If you’re a fan of all things space, you’re probably gloating today: Artemis I has finally launched properly after many technical problems and storms and that’s very good news. However, if you tell someone who is less involved with NASA-related matters, they will say: “Okay, but we’ve already been to the moon, what makes this so special?”
The first manned moon landing took place in July 1969: the whole world could see Armstrong speak his famous words: “A small step for man, a giant leap for mankind.” After that, a number of people have been on the Moon, but in total only 12 people have been on the Moon. The last footprints date from December 14, 1972, when Eugene Cernan spent 75 hours there. Then NASA’s lunar program was suddenly called off.
That has nothing to do with NASA’s performance, any danger on the journey or the lack of technological development. It had everything to do with politics. We could have made hundreds more trips to the moon in the nearly 50 years since that last step if we had the will and technology, but the Cold War ended NASA’s first lunar mission, Apollo. The United States ran out of money for NASA’s ambitions. NASA received 4 percent of the federal budget in 1965, but it hasn’t risen above 1 percent in recent decades.
In addition, the International Space Station was built in space at a certain point and the focus was mainly on doing research in space and not so much on the moon. There have been other deep space missions, but they have always been unmanned. Safe enough, but considerably less exciting than when we see astronauts successfully reaching new areas.
From the 19’s to the 20’s
It may seem very easy to visit the moon: if we could do it with our ‘wooden string’ tech in the 1960s, it must be a breeze now, right? Well, make no mistake: the moon is still very far away. 384,400 kilometers. You can get there in a few days with a special rocket: a Boeing 747 would take two weeks. Everything on the moon is also very old: there is no water, no wind, nothing actually happens there.

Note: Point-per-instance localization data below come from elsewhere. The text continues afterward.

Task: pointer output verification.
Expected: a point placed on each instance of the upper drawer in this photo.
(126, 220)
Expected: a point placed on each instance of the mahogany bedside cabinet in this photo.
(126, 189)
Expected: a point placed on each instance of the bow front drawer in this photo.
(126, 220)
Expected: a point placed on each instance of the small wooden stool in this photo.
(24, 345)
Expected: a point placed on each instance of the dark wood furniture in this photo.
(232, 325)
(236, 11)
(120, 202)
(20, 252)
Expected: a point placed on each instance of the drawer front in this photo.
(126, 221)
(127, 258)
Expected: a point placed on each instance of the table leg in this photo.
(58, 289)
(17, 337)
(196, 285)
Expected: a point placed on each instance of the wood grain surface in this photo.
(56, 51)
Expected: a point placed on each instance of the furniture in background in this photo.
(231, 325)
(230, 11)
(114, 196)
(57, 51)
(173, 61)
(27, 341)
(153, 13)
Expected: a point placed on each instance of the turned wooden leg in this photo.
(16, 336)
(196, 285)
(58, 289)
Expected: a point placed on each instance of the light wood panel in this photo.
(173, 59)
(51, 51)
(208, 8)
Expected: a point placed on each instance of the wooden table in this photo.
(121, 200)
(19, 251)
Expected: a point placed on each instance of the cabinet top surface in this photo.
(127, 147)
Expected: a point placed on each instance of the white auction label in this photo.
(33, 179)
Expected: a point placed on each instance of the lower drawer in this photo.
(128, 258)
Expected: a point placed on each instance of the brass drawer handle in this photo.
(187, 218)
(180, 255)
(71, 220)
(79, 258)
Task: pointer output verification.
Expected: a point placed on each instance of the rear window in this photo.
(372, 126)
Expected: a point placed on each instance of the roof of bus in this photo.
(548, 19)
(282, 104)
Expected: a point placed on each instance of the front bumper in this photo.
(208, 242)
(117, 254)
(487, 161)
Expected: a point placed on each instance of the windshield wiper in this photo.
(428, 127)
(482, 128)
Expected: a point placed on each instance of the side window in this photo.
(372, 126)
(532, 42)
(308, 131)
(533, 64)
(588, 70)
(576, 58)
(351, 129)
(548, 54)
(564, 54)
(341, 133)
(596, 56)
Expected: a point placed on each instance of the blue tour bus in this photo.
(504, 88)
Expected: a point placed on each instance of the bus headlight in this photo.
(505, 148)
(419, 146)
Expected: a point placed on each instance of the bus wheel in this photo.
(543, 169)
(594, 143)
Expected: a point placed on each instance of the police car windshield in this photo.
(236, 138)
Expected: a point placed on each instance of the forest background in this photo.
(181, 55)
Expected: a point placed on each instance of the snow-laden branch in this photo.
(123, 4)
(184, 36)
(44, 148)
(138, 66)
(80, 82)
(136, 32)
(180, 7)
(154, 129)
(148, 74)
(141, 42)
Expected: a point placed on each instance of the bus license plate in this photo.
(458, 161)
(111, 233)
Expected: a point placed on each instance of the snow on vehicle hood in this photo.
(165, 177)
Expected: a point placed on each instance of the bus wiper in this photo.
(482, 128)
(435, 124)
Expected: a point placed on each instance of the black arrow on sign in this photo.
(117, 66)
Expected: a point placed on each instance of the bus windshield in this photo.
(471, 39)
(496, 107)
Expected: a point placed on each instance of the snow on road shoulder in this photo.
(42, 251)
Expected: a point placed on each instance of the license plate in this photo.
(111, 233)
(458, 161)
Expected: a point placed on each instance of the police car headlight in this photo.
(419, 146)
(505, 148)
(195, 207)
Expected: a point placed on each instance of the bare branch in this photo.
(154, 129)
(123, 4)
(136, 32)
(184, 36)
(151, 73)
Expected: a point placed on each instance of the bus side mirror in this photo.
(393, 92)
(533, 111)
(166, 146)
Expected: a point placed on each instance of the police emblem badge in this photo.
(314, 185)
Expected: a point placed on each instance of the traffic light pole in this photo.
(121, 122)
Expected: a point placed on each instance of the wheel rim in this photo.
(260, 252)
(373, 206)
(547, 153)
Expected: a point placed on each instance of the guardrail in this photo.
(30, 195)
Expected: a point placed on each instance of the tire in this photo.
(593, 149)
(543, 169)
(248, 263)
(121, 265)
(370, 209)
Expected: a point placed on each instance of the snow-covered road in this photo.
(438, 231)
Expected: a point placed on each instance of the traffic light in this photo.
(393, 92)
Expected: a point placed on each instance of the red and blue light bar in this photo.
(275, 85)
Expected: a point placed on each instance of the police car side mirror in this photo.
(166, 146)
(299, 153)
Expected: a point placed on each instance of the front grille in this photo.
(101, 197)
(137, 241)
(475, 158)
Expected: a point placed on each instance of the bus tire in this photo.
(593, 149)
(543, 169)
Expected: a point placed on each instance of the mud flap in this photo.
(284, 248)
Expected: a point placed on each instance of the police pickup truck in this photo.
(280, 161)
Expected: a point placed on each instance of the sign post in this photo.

Okay, but if nothing happened, why go back? Because as humans we love to discover new things. We want to know what is happening around us. And for some, we even want to establish a colony on the moon and/or on Mars. The moon missions are therefore mainly seen as a test for the actual target: Mars. A space station has to be made on the moon and even the ESA (the European space agency) is very happy that people settle on the moon. In addition, the moon is also a handy intermediate station for those who want to go to Mars in the future, and there is a plan to put a telescope on the moon to be able to look far into the universe.
Not just NASA
What is also new is that it is no longer just NASA with a lunar obsession: Russia, China, India and Israel are also working on it. Don’t forget commercial parties either: Elon Musk also has big plans with his SpaceX. Plans that it is developing together with NASA, among others. It built a gigantic rocket for a reason that will hopefully see its first successful launch in December. Not only for scientific reasons: tourism must also play a much larger role in space.
And now Artemis I has been launched and it can really begin. Thanks to the use of solar panels instead of power cells, Artemis can stay in lunar orbit much longer than Apollo ever could. Artemis I’s mission is to pave the way for a sustainable, longer stay on the moon. But also, and this is something you might not think: a lot of technological developments that we use on earth have emerged from what the bright minds at space organizations come up with for space travel.
Solar panels, smart cars and various possibilities of your smartphone have their origins in space travel in a certain way. It is a new way of making scientific discoveries that we can also benefit from on Earth. In short, an exciting time is coming for both people in space and those with both feet on the ground, even if you don’t follow the space news every day.